Having just read/watched a post on the Channel 9 (MSDN) website, where Dean Hachamovitch talks tech to the programmers of IE9 and what this means for Adobe.

Listening as I have today to Dean Hachamovitch talking about the new features to be included in Internet Explorer 9, I must admit to being quite stunned, he was talking about directly accessing the computers Graphics Processing Unit (GPU) which would not only vastly accelerate page rendering times and adding a whole bunch of functionality such as enabling native 3D animations, but Dean was talking as though these features were completely new – which they’re not.

Adobe’s Flash 10 has been able to provide these features for over a year now and having “Star Wars text” is probably the first thing I programmed in Actionscript 3. What is new is being able to display these graphics natively in the browser without the need to include them as a .swf (Adobe Flash file).
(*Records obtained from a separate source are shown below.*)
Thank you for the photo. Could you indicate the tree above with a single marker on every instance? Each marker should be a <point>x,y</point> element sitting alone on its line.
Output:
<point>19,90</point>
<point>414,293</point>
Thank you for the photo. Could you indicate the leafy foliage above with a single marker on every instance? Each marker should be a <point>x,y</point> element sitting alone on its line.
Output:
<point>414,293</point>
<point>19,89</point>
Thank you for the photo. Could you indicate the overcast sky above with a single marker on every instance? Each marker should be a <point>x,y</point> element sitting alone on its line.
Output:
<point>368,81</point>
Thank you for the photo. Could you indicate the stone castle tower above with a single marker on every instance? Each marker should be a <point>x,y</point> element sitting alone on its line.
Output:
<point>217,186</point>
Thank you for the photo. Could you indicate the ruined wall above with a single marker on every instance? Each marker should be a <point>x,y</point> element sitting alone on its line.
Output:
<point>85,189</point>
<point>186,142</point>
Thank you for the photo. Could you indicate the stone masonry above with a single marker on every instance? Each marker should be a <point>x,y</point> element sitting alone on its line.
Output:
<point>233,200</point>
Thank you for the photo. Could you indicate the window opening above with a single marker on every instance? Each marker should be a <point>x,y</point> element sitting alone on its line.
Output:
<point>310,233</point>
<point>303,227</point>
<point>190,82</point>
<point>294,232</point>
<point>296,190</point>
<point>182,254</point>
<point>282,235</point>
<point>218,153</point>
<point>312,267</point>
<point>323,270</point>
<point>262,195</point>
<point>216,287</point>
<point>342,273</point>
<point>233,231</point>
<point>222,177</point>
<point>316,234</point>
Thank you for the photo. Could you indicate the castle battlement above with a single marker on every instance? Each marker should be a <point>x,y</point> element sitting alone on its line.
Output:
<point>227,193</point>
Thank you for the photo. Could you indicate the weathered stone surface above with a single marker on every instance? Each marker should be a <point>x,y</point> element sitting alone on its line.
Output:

I was also happy to hear that the JavaScript rendering times are now being optimised to the point where the engine is almost as fast as Firefox – lol

The Future of Flash.

What does all this mean for Adobe’s Flash? I had suggested to Adobe in June of 2008 that they might want to consider developing their own browser. This is not an easy task especially when considering gaining a sizable market share, however if anyone could do it properly, Adobe could.

I suggested that the future for Adobe was to be able to integrate Flash 10 with all it’s hardware acceleration, more directly into the browser. At the moment a very noble effort has been made by Tyler Larson with his website http://motionandcolor.com which talks to Flash using the browsers Document Object Model (DOM), as a work in progress it really is quite impressive, however the difficulty here is that creating a new layout or theme for his example website really is strictly for professional programmers and not for the faint hearted ones at that.

Are Flash’s days numbered?

No not really. I do think that some members of the Flash community have abused the technology somewhat. I’ve had a number of visitors to my site who have remarked “Your site loads really quickly for a Flash site…” Flash was originally designed so that vector animations which would take up an extremely small amount of space, load almost instantly and provide smooth crisp animation – However, there are many sites out there that the first thing they do is to load up huge files packed with bitmap images and mp3’s which take ages to load, it’s all very well having a loading progress bar but I think the very concept of needing one is wrong. If there’s any loading that needs to be done it should happen silently and invisibly in the background. Delaying site interaction is never a good thing and can utterly destroy the end user experience.

If a site is written properly in ActionScript 3.0 however, there are many advantages to using Flash, slick 3D animation being just one of them. So are Mozilla and Microsoft about to blow the gaff on Adobe’s long running website framework? Actually yes I think so, but not instantly. It will take a number of years to see Flash vanish from the Internet (in my opinion) and Adobe really have their work cut out if they want to not only stay on top but stay in the game.

If I were on the board of directors at Adobe or at least heading up a development team for them I would strongly suggest they make a very bold move: Get Flash and ColdFusion seamlessly integrating in a BIG way, develop a content management system along the lines of WordPress, provide a number of easy to impliment animation tools that could easily be included in any blog. Search engine ranking is the name of the game – that means getting found. Site optimisation is another one.


The battle of the browsers is as alive as ever. With Microsoft’s and Mozilla’s new 3D technologies emerging with direct access to the GPU features that have so far only been used by Adobe’s Flash will start becoming a web standard, users will have a FAR nicer surfing experience and you will usher in a new era of the Internet.

Wish list:

Microsoft – please start think about enabling authors to develop plug-ins for IE the same way it can be done in Firefox. Development tools like the Web Developers Toolbar and Firebug have been an absolute boon to web developers.

Mozilla – please speed up your Flash rendering, you may not be the slowest browser out there but you’re still way behind the speed of Microsoft’s IE. Firefox is a great browser, you are standards compliant in every way that Microsoft aren’t (though they’re getting better).